Das Album hätte ein Track By Track verdient, jedoch würde das den Rahmen des Reviews komplett sprengen. Daher bleibt nur noch das Schlusswort von Neonschwarz, nämlich eine Ode an ihre Heimat St. Pauli. Der gleichnamige Titel fängt die Stimmung vor Ort sehr gut ein und malt ein beeindruckend schönes Bild für diejenigen, die diese Stadt noch nicht besucht haben. Wie es für jemanden ist, der dort wohnt, muss vielleicht jemand beurteilen, der eben dort wohnt. Für den Außenstehenden bleibt es ein kleines, neidisches „Wow“.

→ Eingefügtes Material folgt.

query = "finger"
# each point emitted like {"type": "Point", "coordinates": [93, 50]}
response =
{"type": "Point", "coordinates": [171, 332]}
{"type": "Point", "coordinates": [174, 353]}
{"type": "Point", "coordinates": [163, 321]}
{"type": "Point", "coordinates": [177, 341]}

Mit Wow ist „Clash“ auch sehr gut beschrieben. Neonschwarz reißen ihr Maul auf, zügeln sich aber im Gegensatz zu früher. Auf diese Art und Weise sprechen sie auch Hörerinnen und Hörer außerhalb ihrer Fanbase an, was der Sache dient. Das darf auf keinen Fall falsch verstanden werden, denn das hat nichts mit Ausverkauf zu tun. Aber noch mehr Tracks auf dem Index tun dem Kampf gegen Rechts einfach nicht gut. „Clash“ ist der Soundtrack für den Widerstand gegen die rechte Hetze, und zwar für jene, die nicht auf Punk, sondern eben mehr auf Rap stehen, oder auch für beide. So oder so, es ist das richtige Album zur richtigen Zeit!

Fazit

7.7
Wertung

Knüppelhart und hochintelligent. Neonschwarz klingen richtiggehend erwachsen und stellen sich dem Rechtsruck im Allgemeinen und der AfD im Besonderen mit erhobenem Haupte entgegen. Dabei müssen sie absolut keine Angst haben, denn die Fanbase wird dank „Clash“ noch um eine Vielzahl von Mitstreiterinnen und Mitstreiter größer.